NewsClick | 8 May 2022
Fisherfolk face eviction threats in West Bengal, says AIFFWF
by Sandip Chakraborty
Kolkata: Inland water and marine fisherfolk working in the coastal areas of West Bengal are facing eviction threats due to the "detrimental policies" of the central and state governments, observed the recently concluded conference of the All India Fishers and Fisheries Workers’ Federation’s (AIFFWF) state unit.
It also stated that the "hooligans" of the ruling Trinamool Congress (TMC) are taking over the cooperatives of the fisherfolk allegedly by force and inviting big companies to fish in the inland water bodies. As a result, the livelihood of the 13.65 lakh-strong fisherfolk community in the state has been endangered.
The AIFFWF, in its organisational report, also highlighted the eviction of 2,250 families of fisherfolk, involved in small-scale fishing, from a lake spread over 10,187 acres. The report also talked about TMC "hooligans" forcibly taking over cooperatives such as Choto Paresh and Boro Paresh of the Bidhannagar area.

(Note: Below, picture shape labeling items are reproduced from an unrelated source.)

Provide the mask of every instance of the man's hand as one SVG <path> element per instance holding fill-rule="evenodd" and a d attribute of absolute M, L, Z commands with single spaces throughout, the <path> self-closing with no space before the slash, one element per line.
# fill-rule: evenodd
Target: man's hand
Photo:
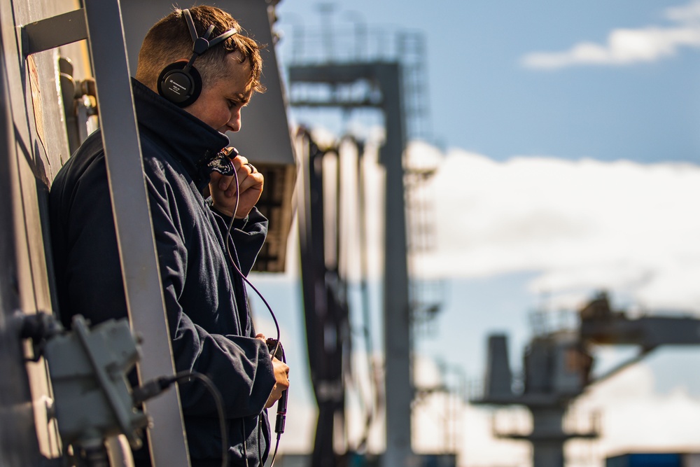
<path fill-rule="evenodd" d="M 262 193 L 262 174 L 248 162 L 242 155 L 237 155 L 232 161 L 238 176 L 240 197 L 238 200 L 238 211 L 235 217 L 242 219 L 248 216 Z M 209 181 L 209 193 L 214 201 L 214 206 L 218 211 L 227 216 L 234 216 L 236 209 L 237 197 L 236 176 L 225 176 L 217 172 L 211 172 Z"/>
<path fill-rule="evenodd" d="M 265 342 L 264 334 L 258 334 L 255 337 Z M 272 357 L 272 368 L 274 370 L 276 382 L 272 387 L 272 392 L 267 398 L 267 402 L 265 403 L 265 407 L 266 409 L 272 407 L 274 403 L 279 400 L 279 398 L 282 397 L 282 391 L 286 391 L 289 388 L 289 367 L 287 366 L 287 364 Z"/>
<path fill-rule="evenodd" d="M 265 407 L 269 409 L 282 397 L 282 391 L 289 388 L 289 367 L 284 362 L 272 357 L 272 368 L 274 368 L 274 379 L 277 382 L 272 387 L 272 392 L 267 398 Z"/>

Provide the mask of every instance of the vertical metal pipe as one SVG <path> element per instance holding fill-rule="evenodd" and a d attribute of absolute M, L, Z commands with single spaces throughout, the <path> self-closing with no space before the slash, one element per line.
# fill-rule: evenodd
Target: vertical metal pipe
<path fill-rule="evenodd" d="M 377 65 L 384 97 L 386 140 L 381 162 L 386 169 L 384 228 L 384 349 L 386 451 L 384 467 L 410 465 L 411 450 L 411 319 L 408 300 L 403 151 L 405 130 L 401 73 L 398 63 Z"/>

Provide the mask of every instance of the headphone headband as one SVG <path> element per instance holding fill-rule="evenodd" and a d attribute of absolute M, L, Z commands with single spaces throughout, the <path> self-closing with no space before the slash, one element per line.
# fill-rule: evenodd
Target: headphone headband
<path fill-rule="evenodd" d="M 211 25 L 204 35 L 200 37 L 190 11 L 186 8 L 182 13 L 192 36 L 192 57 L 184 66 L 181 62 L 176 62 L 163 69 L 158 77 L 158 94 L 176 105 L 186 107 L 197 100 L 202 92 L 202 77 L 192 67 L 195 60 L 216 44 L 237 34 L 238 31 L 232 28 L 209 41 L 214 25 Z"/>

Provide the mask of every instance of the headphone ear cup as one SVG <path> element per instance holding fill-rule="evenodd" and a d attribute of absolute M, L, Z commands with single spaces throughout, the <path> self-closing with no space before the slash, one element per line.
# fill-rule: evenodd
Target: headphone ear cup
<path fill-rule="evenodd" d="M 194 67 L 176 62 L 163 69 L 158 76 L 158 94 L 180 107 L 192 104 L 202 92 L 202 76 Z"/>

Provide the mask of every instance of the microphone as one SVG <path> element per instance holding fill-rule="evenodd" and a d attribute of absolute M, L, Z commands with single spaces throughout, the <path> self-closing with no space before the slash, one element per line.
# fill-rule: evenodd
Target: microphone
<path fill-rule="evenodd" d="M 270 355 L 274 356 L 277 360 L 286 363 L 284 357 L 284 349 L 282 344 L 276 339 L 268 338 L 265 343 L 267 344 L 267 349 Z M 277 438 L 284 433 L 284 423 L 287 419 L 287 391 L 282 391 L 282 396 L 277 401 L 277 417 L 274 421 L 274 432 L 277 433 Z"/>

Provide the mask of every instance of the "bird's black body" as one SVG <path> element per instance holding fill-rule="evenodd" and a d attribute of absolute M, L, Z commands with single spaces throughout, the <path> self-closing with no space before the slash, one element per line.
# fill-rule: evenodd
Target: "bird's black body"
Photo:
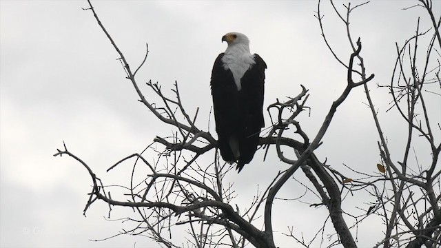
<path fill-rule="evenodd" d="M 212 72 L 216 130 L 222 158 L 227 162 L 237 163 L 237 169 L 240 172 L 244 165 L 253 158 L 260 129 L 264 127 L 263 107 L 267 65 L 255 54 L 256 63 L 240 79 L 242 87 L 238 90 L 232 71 L 225 70 L 223 65 L 223 56 L 224 53 L 218 56 Z M 238 143 L 238 158 L 232 150 L 231 137 Z"/>

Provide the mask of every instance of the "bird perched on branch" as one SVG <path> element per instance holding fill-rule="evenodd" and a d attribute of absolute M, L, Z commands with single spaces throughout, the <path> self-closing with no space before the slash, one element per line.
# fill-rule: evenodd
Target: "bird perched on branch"
<path fill-rule="evenodd" d="M 245 34 L 230 32 L 222 41 L 228 47 L 214 61 L 210 83 L 216 131 L 222 158 L 236 163 L 240 172 L 253 158 L 264 127 L 267 64 L 259 55 L 249 52 L 249 40 Z"/>

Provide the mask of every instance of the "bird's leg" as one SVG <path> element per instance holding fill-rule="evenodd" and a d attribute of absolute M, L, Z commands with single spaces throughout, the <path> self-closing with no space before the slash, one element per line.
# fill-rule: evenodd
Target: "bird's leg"
<path fill-rule="evenodd" d="M 239 151 L 239 141 L 236 136 L 233 136 L 229 137 L 228 142 L 229 143 L 229 148 L 232 149 L 233 155 L 234 156 L 234 158 L 237 161 L 240 156 L 240 152 Z"/>

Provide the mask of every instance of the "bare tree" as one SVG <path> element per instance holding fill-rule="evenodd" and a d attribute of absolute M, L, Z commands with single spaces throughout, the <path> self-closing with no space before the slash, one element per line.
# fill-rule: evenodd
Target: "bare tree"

Cooperatives of fisherfolk that were formed when the left front was governing the state, have been shut by the TMC with the help of policies of the state government, the report said.
A total of 1,271 such fisherfolk cooperatives, 200 communes, 3,600 hilly streams fisherfolk units, 131 marine fisherfolk communities, 41 salt fisheries units, and fisherman communities living in north Bengal’s Kajipara lake, Jalpaiguri, Siliguri, and Cooch Behar have been evicted from their workplaces, it stated.
More than 600 fisherfolk cooperatives have become redundant and stopped working as a result of this and also due to the detrimental law and order situation in the state, as per the AIFFWF.
“The Centre is harming the ecology of the Sundarbans and hampering fishing in the area by allowing passage to ships. Blue Revolution is meant for big corporate entities. We will not benefit from it,” said Debasish Barman of the Hingalgunj Fisherman Community and secretary of the West Bengal unit of the AIFFWF while speaking to NewsClick on the sidelines of the conference.
“The size of the trawlers fixed by the Central government is meant for big companies. Besides, small-scale fishers cannot bear the huge cost of increasing the size of the present trawlers to 20 feet," he added.
Barman added that restricting small-scale fishers to 10 nautical miles down from 200 nautical miles is also hampering fishing in the country.
The conference also discussed the issue of big Indonesian trawlers allowed to fish in Indian waters under the ASEAN Free Trade Agreement using modern solar searchlights to locate and net huge amounts of fish.
A total of 167 delegates from across the state deliberated on organisational matters and problems faced by the fisherfolk in the state.
Before 2011, West Bengal used to be a topper among the states for fish production, but now it is producing only 4,857 tonnes daily, though the daily requirement of the state is 4,940 tonnes, said the report. To fulfil the demand, fish is being imported from Andhra Pradesh and Chattisgarh. In 2005, an attempt was made by the Left front government to start big carp fish cultivation in Nayachar and Captain Bheri region, but it has been “looted” in the subsequent years, as per the report.
Along with this, the Centre’s ‘Blue Revolution’ project is also hampering both inland and marine fishers in the state, AIFFWF said during the conference. Blue Revolution focuses mainly on increasing fish production and productivity from aquaculture and fisheries resources – both inland and marine. There are about 3 lakh fisherfolk in the Sundarbans and another 1.5 million residents who are dependent on fishing for a livelihood.
The conference was inaugurated by AIKS secretary of the West Bengal unit, Amal Haldar. In his speech, Haldar appealed to the people to stand up to and protest against the designs of the central and state governments, who “want to take over the rights of pisciculturalists on water”. Echoing his view, Tushar Ghosh, all-India president of the AIFFWF, emphasised the importance of resistance.
A number of proposals were presented during the conference for attendees’ consideration: against imperialist aggression, against constant inflation, for building a strong movement of pisciculturalists in the country, for protection of Sundarbans and adequate relief measures in the cyclone-prone areas, against communalism, for a heightened campaign against global warming, and against filling up of inland water bodies.